Google Ventures-Backed LawPivot Opens Legal Q&A Platform To The Public

Google Ventures-backed LawPivot is blending a Q&A platform with legal advice for businesses, and allows technology companies and startups to confidentially ask legal questions to expert attorneys. But until now, LawPivot has kept the legal communications on its site private, so that only the lawyer and business can access this information. Today, the startup is releasing a public-facing Q&A platform to allows businesses to also ask questions publicly and receive answers from the LawPivot community of users nationwide.

For background, LawPivot was co-founded by a team of lawyers and tech execs, including Jay Mandal, a lead mergers and acquisitions attorney at Apple; Nitin Gupta; an intellectual property litigation lawyer; and Steven Kam, a software engineer and architect with experience as an intellectual property litigation lawyer.

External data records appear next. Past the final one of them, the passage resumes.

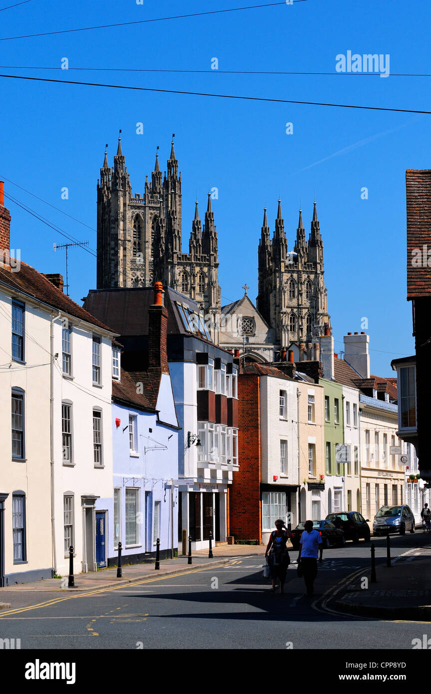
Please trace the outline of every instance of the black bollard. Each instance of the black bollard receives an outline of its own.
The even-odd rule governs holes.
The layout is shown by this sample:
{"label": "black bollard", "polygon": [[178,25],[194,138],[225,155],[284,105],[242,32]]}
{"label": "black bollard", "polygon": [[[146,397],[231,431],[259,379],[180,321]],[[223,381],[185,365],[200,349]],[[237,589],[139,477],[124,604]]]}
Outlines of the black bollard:
{"label": "black bollard", "polygon": [[117,567],[117,577],[121,578],[123,572],[121,570],[121,543],[118,543],[118,566]]}
{"label": "black bollard", "polygon": [[75,577],[74,576],[74,548],[71,545],[69,548],[69,581],[68,588],[75,587]]}
{"label": "black bollard", "polygon": [[160,568],[160,539],[158,537],[155,543],[155,570]]}
{"label": "black bollard", "polygon": [[371,543],[371,578],[370,582],[377,583],[375,576],[375,547],[373,542]]}
{"label": "black bollard", "polygon": [[212,557],[212,545],[211,544],[212,539],[212,533],[211,532],[211,530],[210,530],[210,551],[208,552],[208,559],[213,559],[213,557]]}
{"label": "black bollard", "polygon": [[192,535],[189,535],[189,558],[187,564],[192,564]]}

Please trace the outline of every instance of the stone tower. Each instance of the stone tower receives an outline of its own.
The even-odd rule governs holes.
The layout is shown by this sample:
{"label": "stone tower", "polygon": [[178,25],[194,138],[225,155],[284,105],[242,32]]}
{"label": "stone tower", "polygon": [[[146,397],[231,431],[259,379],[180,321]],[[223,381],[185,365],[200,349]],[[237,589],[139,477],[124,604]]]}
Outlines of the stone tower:
{"label": "stone tower", "polygon": [[118,138],[114,167],[105,152],[97,183],[97,288],[150,287],[156,280],[197,301],[205,313],[220,312],[217,233],[208,193],[203,228],[196,201],[189,253],[181,248],[181,173],[174,136],[167,171],[158,152],[142,197],[132,193]]}
{"label": "stone tower", "polygon": [[290,252],[287,251],[280,200],[272,239],[265,208],[258,258],[257,309],[275,329],[278,347],[314,342],[325,334],[326,329],[330,335],[323,280],[323,245],[316,203],[308,242],[302,210],[299,210],[296,241],[294,250]]}

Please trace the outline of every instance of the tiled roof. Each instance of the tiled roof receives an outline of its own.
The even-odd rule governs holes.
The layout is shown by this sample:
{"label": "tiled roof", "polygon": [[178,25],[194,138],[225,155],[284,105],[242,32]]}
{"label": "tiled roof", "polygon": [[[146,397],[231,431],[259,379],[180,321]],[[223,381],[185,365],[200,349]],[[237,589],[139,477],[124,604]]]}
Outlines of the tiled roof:
{"label": "tiled roof", "polygon": [[355,381],[359,378],[359,374],[344,359],[334,359],[334,378],[344,386],[358,387]]}
{"label": "tiled roof", "polygon": [[407,169],[405,185],[407,299],[413,299],[431,295],[431,267],[421,257],[423,246],[431,249],[431,170]]}
{"label": "tiled roof", "polygon": [[284,378],[287,381],[291,381],[294,379],[289,378],[282,371],[276,366],[266,366],[264,364],[246,364],[244,373],[255,373],[259,376],[274,376],[276,378]]}
{"label": "tiled roof", "polygon": [[160,378],[153,378],[146,371],[129,373],[121,369],[121,380],[112,379],[112,400],[155,412],[159,384]]}
{"label": "tiled roof", "polygon": [[10,287],[25,292],[36,300],[44,301],[49,306],[64,311],[71,316],[74,316],[87,323],[102,328],[105,330],[111,330],[105,323],[101,323],[91,314],[85,311],[81,306],[64,294],[54,285],[47,280],[44,275],[37,272],[34,267],[21,262],[19,272],[12,272],[9,266],[0,265],[0,281],[8,284]]}
{"label": "tiled roof", "polygon": [[[396,401],[398,401],[398,389],[397,389],[396,378],[382,378],[381,376],[374,376],[374,375],[373,375],[373,374],[371,374],[371,378],[374,378],[375,380],[375,381],[377,382],[378,392],[383,392],[383,393],[387,392],[387,393],[389,393],[389,398],[391,398],[391,400],[394,400]],[[382,391],[380,391],[379,390],[379,384],[382,384],[382,383],[387,384],[387,391],[385,391],[384,389],[383,389]],[[380,385],[380,387],[381,387],[381,385]]]}

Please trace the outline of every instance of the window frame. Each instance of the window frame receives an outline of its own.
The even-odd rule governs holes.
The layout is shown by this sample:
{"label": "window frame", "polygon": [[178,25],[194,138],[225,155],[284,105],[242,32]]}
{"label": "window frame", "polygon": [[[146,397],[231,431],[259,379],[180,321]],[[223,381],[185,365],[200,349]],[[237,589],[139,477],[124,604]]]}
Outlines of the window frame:
{"label": "window frame", "polygon": [[[68,333],[67,344],[69,345],[69,352],[65,349],[65,332]],[[61,350],[62,350],[62,369],[63,376],[72,377],[72,325],[67,321],[66,325],[62,325],[61,328]],[[69,357],[69,371],[65,370],[65,361]]]}
{"label": "window frame", "polygon": [[[65,408],[67,408],[69,413],[69,416],[66,418],[65,416]],[[69,423],[69,431],[66,431],[65,429],[65,422],[68,421]],[[63,400],[61,403],[61,437],[62,437],[62,462],[63,465],[74,465],[74,419],[73,419],[73,405],[68,400]],[[65,443],[65,437],[67,437],[69,440],[69,458],[65,458],[65,449],[67,448],[67,444]]]}
{"label": "window frame", "polygon": [[[103,468],[103,411],[99,407],[93,407],[93,451],[94,451],[94,463],[95,468]],[[99,428],[97,431],[96,428],[94,428],[95,421],[99,421]],[[97,434],[99,435],[99,441],[97,441],[95,439],[97,438]],[[97,448],[96,448],[97,446]],[[98,455],[96,455],[96,451],[98,452]],[[96,458],[99,457],[99,461],[96,460]]]}
{"label": "window frame", "polygon": [[[15,502],[18,500],[20,500],[22,506],[19,510],[16,510]],[[27,564],[27,543],[26,543],[26,495],[24,491],[16,491],[12,493],[12,548],[13,548],[13,564]],[[15,522],[17,516],[22,516],[22,525],[19,527],[15,525]],[[19,533],[20,535],[20,542],[16,542],[16,534],[15,533]],[[19,547],[21,548],[21,557],[15,557],[15,548]]]}
{"label": "window frame", "polygon": [[[11,389],[10,391],[10,409],[11,409],[11,422],[10,422],[10,435],[12,439],[12,459],[24,461],[26,460],[26,398],[25,392],[22,388],[17,388],[14,387]],[[13,403],[14,400],[21,403],[21,413],[14,412]],[[14,429],[14,416],[20,416],[22,418],[22,429]],[[15,423],[17,423],[16,422]],[[20,432],[21,438],[20,439],[14,439],[13,434],[14,432]],[[21,446],[21,455],[15,455],[13,452],[13,443],[14,441],[19,441]]]}
{"label": "window frame", "polygon": [[[17,321],[17,318],[14,317],[14,309],[18,309],[22,313],[22,321]],[[17,323],[19,323],[21,326],[21,332],[19,331],[14,330],[14,326],[17,326]],[[25,363],[25,337],[26,337],[26,305],[22,303],[21,301],[16,301],[15,300],[12,302],[11,307],[11,356],[13,362],[18,362],[19,364]],[[19,353],[21,356],[17,357],[14,356],[14,335],[18,338],[17,342],[15,344],[15,346],[19,345]]]}
{"label": "window frame", "polygon": [[[126,487],[126,547],[137,547],[141,543],[141,524],[138,523],[141,505],[140,491],[141,488],[139,486]],[[131,492],[133,493],[133,495],[130,494]],[[135,513],[135,536],[134,541],[129,541],[130,536],[128,535],[128,530],[130,530],[130,523],[131,523],[130,518],[128,519],[128,498],[130,499],[130,496],[135,496],[136,502],[136,510]]]}
{"label": "window frame", "polygon": [[[92,341],[92,380],[94,386],[101,386],[102,384],[102,370],[101,370],[101,361],[102,361],[102,350],[101,350],[102,341],[99,335],[93,335]],[[94,346],[99,345],[99,350],[94,350]],[[98,362],[99,363],[95,363]],[[95,379],[95,375],[97,375],[97,378]]]}
{"label": "window frame", "polygon": [[[66,500],[71,500],[70,508],[66,509]],[[74,494],[63,494],[63,539],[65,542],[65,557],[69,557],[70,552],[70,547],[75,548],[74,545],[74,500],[75,497]],[[66,514],[70,514],[71,518],[71,523],[66,523]],[[68,518],[69,520],[69,518]],[[70,528],[70,543],[68,543],[67,548],[66,548],[67,541],[67,533],[66,528]],[[67,534],[67,537],[69,534]]]}

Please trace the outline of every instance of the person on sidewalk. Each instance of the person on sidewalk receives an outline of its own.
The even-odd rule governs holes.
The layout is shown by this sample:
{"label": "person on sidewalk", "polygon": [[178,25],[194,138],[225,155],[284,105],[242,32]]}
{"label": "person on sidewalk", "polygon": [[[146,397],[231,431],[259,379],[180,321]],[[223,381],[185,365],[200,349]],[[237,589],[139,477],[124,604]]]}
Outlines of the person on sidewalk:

On LawPivot Public Q&A, legal experts in specialties like corporate, intellectual property, contracts, employment, tax, and immigration law, can share their expertise and insights with businesses by publicly answering legal questions raised by the LawPivot community.

Of course, businesses can still ask private questions, but this creates a way for lawyers to publish their legal recommendations (and perhaps get more business) and allows startups to build a resource for fellow businesses to use when looking for answers to similar questions. For example, many boot-strapped entrepreneurs could use the public product has a way to get advice for non-complicated matters.

As we’ve written in the past, the startup encourages lawyers to create comprehensive profiles on LawPivot, companies know where their legal advice is coming from. LawPivot will also connects a company to the best-suited lawyers to answer its legal questions. As companies interact with LawPivot over time, the site’s technology will uses past and present data on users and trends to provide a company the best lawyers to answer its question based on the company’s specific needs.

The company is also releasing an infographic detailing the most popular legal topics on LawPivot, including a word visualization cloud showing the relative frequency of certain topics raised by businesses on LawPivot in describing the nature of their questions on the site. The most popular legal questions asked on LawPivot are in the areas or corporate law, intellectual property, contracts and Internet law.

The online legal space is growing fast, and companies like Rocket Lawyer and LegalZoom are raising hefty funding rounds. While LawPivot focuses on more of a niche community, the site still has the potential to disrupt the legal space for the business world.